Jahi: To a degree. The first time it happened, I felt like our voices weren’t necessarily heard but they were acknowledged. We got out there that this was a serious issue and we became well known. Not only that but we became a threat to Mayor Walsh. He was getting ready to campaign for a second term and because of the walkout movement we actually kind of hurt his chances of being reelected as mayor of the city. Which I actually think is more of a personal problem when you’re cutting public schools. I mean, what’s more important, your job or the future of the children?

But during the second walkout was when we were being taken seriously. The city prepared for us this time. They had a lot of state cops watching over us. Many news media came immediately even before we walked out. We didn’t put out any press releases or media advisories. We just did it. We just advertised on Facebook and this time, it blew up so fast. Boston Public Schools was sending out robotic voice mails about the walkout and such to the parents and telling them that if the kids leave they will be marked absent, and could be suspended or won’t be able to walk at graduation. Which was complete bullsh*t. You shouldn’t take away a kids graduation because they are out there fighting for their schools. It was a complete bluff.

A lot of the schools tried barricading and locking in their students to prevent them from walking out. Of course, I handled that very quickly. Ended up calling the Boston Police and Fire Department to get them to unlock the schools because 1) It’s kidnapping and 2) It’s a fire hazard.

Also I would say the second walkout was more prepared. We had better resources. We had the adults be peacekeepers and overseers of the crowd. They protected the students from any police confrontation. We also gained support from the Mass Lawyers Guild to get students out who were arrested.

Andrew: Did you have students get arrested?

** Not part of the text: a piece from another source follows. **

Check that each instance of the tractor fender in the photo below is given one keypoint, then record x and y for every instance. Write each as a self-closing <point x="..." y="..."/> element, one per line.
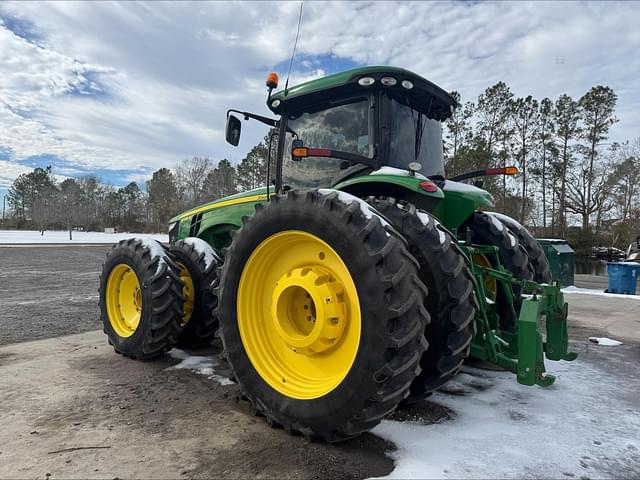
<point x="402" y="187"/>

Jahi: This time we only had a couple, the first time we had 14. They were arrested because some of the cops actually went up and tried to start fights with the students in the crowd. Some of them even joked saying “I could easily just hit you with this baton and take you in for resisting arrest.”

Andrew: How’d you handle that?

Jahi: Honestly I told the students to just remain calm and patient because what they want to see is a reaction out of you. They want you to over react. Don’t give them that satisfaction. Don’t let them twist the law on you.

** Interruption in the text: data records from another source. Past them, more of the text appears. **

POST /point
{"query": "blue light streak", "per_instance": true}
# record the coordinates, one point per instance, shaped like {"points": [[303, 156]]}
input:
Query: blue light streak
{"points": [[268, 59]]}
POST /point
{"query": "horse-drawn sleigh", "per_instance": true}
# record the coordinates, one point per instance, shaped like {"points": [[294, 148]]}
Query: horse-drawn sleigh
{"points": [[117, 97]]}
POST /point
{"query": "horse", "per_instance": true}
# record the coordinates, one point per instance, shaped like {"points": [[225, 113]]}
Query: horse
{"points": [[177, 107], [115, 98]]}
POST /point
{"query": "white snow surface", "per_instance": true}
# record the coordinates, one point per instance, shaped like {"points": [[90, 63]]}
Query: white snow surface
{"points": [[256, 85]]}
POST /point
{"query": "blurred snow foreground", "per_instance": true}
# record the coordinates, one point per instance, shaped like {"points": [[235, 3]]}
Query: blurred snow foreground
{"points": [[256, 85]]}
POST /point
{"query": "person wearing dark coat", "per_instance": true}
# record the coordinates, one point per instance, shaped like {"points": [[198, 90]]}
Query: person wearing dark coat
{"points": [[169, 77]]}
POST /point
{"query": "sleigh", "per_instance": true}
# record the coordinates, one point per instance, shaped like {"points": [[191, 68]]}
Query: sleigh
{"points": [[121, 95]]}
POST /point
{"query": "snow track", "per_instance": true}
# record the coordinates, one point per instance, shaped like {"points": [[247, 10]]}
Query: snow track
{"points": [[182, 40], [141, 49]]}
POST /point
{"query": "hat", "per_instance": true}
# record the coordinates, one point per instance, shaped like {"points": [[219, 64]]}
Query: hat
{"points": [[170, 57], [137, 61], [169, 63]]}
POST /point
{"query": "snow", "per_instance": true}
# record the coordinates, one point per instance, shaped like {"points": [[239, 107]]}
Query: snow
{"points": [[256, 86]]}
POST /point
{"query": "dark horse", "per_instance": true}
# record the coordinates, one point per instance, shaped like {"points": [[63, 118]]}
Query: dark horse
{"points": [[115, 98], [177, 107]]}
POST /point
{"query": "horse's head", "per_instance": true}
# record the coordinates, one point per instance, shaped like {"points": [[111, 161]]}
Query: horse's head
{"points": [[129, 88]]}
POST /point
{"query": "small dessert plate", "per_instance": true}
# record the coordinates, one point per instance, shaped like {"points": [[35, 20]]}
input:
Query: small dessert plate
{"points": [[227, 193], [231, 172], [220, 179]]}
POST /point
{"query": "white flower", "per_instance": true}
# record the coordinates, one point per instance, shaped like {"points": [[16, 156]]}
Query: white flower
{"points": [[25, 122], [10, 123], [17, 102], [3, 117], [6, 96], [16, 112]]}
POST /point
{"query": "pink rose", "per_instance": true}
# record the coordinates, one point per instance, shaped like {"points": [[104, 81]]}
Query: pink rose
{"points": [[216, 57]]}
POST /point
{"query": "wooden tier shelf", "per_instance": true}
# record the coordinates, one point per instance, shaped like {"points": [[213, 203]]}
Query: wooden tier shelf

Also, the other thing is that when you have so many students coming together, you are gonna have some that have a beef with others for personal reasons and such. This is something I noticed a lot at the walk out because towards the end of the marches I saw a few fights erupt between a few students. One thing I said was, please, put your personal beef aside. Understand that this is a real movement. And I want all of you to be a part of it. I want you guys to show solidarity with each other and love for each other.

The safety of the kids was my biggest concern more than anything.

Andrew: So what happened with the budget?

Jahi: The budget cuts got cut down. It went from 55 billion to only 12 million dollars, but I’m still not satisfied until it’s at a complete zero. So we are still doing future campaigning, we are still planning action of what we are going to do next. When you take this money away, you’re affecting what students can carry away from school. Their foundation.

Andrew: Is there anything else you want to say?

Jahi: Honestly, I guess the only thing is really…the fight is never over. There is no fight, there is no movement unless you’re struggling. Unless you can keep that love in the face of so much negativity and hate. And you’ve got to focus your eyes on the prize, and you can keep moving forward regardless of what ever happens to you.